Her husband works as a long-distance lorry driver, and Carol admits to occasionally feeling lonely. But this is only part of the reason she seeks the company of strangers in the night. Seated outside a cafe on Soho's "gay catwalk", Old Compton Street, she swills down expensive coffee and elaborates. "All the gay guys in Trade, they're like peacocks, so well- groomed ... beautiful. They always flatter you and tell you how nice you look and want to dance with you. There's no hassle. I have a great time, and it means I can be a part of Leo's life."

Carol disagrees with the suggestion that Leo might prefer to to play alone with the boys. "He loves it when I come along," she says, "and it's me who always forks out for more speed when we run out!" (Her claim is borne out by dark lines under her eyes.) By day Carol is a florist in central London and she frequently recognises customers from her night- time outings.

There are few kinds of music that clubbing mums won't try. Big Beat - usually a bloke-ish domain - is especially popular. Perhaps this is a result of famous block-rockin', radio disc-jockin' ma, Annie Nightingale, being one of the earliest supporters of the movement. Indeed, she has often been spotted in various London clubs (just as her son was a "face" on the Brighton club scene, some years ago). Annie is, no doubt, an inspirational figure for finger-on-the-pulse mums who think trance is for hippies and glam house no longer hip.

"I've started to call her Fatmum Slim," chortles John, a student at the London College of Printing, about his late-thirties Big Beat mum Lucy. "She's well into the Chemical Brothers, Jon Carter, all them lot." Lucy first got into this sort of behaviour not, as more fashionable folk would probably claim, at the much-trumpeted small Sunday Social dos of the mid- Nineties, but at a cousin's wedding. "There was a party afterwards and the DJ kept playing Josh Wink's 'Higher State Of Consciousness'. She was paralytic," sniggers John, imitating his mother's swayings. "I looked up and saw her really going for it with a gang of lads. A few weeks later she starts getting on at me to let her go down a club night called Heavenly Social with my friends. She's never really grown up, because she had me when she was really young. She's more like a mate than a mum."
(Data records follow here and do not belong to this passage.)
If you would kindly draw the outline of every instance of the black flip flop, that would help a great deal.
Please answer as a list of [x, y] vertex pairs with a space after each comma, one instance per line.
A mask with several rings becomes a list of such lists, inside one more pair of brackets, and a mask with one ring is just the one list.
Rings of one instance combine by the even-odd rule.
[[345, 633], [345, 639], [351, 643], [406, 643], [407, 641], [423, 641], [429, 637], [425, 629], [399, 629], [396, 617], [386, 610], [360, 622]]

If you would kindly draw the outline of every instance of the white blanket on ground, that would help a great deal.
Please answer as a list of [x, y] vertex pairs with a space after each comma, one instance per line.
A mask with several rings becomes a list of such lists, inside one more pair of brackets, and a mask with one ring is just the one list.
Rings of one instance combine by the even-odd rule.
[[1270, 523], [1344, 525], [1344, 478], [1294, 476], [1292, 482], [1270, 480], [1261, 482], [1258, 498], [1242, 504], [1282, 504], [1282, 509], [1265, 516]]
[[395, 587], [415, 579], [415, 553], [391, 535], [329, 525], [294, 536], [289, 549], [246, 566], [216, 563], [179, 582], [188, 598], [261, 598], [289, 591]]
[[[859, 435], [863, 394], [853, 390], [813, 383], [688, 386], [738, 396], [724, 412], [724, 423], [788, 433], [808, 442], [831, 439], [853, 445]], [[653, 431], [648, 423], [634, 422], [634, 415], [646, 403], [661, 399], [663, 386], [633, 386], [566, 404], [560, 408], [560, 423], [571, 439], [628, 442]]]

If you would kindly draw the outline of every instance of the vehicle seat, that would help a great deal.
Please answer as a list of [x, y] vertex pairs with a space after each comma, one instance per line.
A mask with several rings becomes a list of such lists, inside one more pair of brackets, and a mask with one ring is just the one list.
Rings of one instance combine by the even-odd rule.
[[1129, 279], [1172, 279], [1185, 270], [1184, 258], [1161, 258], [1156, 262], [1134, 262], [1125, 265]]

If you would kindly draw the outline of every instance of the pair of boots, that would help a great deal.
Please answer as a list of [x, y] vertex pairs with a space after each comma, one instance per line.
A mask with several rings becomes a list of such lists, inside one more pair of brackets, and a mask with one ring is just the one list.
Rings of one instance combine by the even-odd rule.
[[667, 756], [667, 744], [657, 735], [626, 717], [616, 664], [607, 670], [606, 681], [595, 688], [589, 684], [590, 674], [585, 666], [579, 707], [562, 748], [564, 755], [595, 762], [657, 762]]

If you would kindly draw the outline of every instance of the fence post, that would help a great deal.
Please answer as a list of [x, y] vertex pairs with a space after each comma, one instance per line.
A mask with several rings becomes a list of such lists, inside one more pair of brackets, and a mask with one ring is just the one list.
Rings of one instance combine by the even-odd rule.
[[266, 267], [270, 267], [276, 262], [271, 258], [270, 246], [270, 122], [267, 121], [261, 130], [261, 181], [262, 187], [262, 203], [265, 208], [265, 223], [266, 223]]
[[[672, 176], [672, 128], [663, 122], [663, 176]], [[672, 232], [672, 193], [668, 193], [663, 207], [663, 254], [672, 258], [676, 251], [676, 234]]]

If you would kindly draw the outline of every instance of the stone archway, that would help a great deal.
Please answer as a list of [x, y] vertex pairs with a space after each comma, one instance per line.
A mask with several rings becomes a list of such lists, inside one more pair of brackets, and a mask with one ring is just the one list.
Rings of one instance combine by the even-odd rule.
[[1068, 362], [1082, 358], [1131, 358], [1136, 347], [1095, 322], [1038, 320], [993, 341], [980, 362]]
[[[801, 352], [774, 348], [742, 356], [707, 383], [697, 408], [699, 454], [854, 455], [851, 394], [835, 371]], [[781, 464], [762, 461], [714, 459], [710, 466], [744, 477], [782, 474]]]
Fatmum Slim differs from the aforementioned parents in that she looks (just about) youthful enough to "get away with it". Her penchant for late nights, drugs and lager could soon put paid to that, however. And were her employers at a leading marketing agency to find out, they would go ballistic. But she's keen on The Ballistic Brothers (club DJs) too, though, so she'd probably like that. Oblivious, as he is, to the notion that most clubbers prefer their mothers to remain forever in the dark regarding their nocturnal shenanigans, young John is philosophical. "She's just having a laugh, isn't she? The mother's gonna work it out!" he roars, laughing at his own joke.

A shorter version of this article appeared in 'Sleazenation' magazine.

BOOGIE NIGHTS

COME SHAKE THE WHOLE

George IV, Brixton, London (tel: 0171 207 5515). House.

"My mum had a great time," says promoter Lulu La Vey. "She kept requesting Sister Sledge!"

ELECTRIC CHAIR

Music Box, Manchester (tel: 0161 819 5205). Legendary dance night.

"We welcome anyone who's not a dickhead," says Cecile Ginibre, promoter. "Maybe we'll get a sign saying 'Mums Welcome'."

DYNAMITE BOOGALOO

The Joint, Brighton (tel: 0171 435 2375). Pop/cabaret/knees-up.

"Mums invariably have the best time and end up on the floor," says Boogaloo Stu, promoter.

SMALL PEOPLE

Various, London (tel: 0181 469 3426). House. Welcomes mums, dads, kids and anyone else.

"We start in the afternoon and go on until about 11 , so mums can dance with their babies," says Amy Dagley, promoter.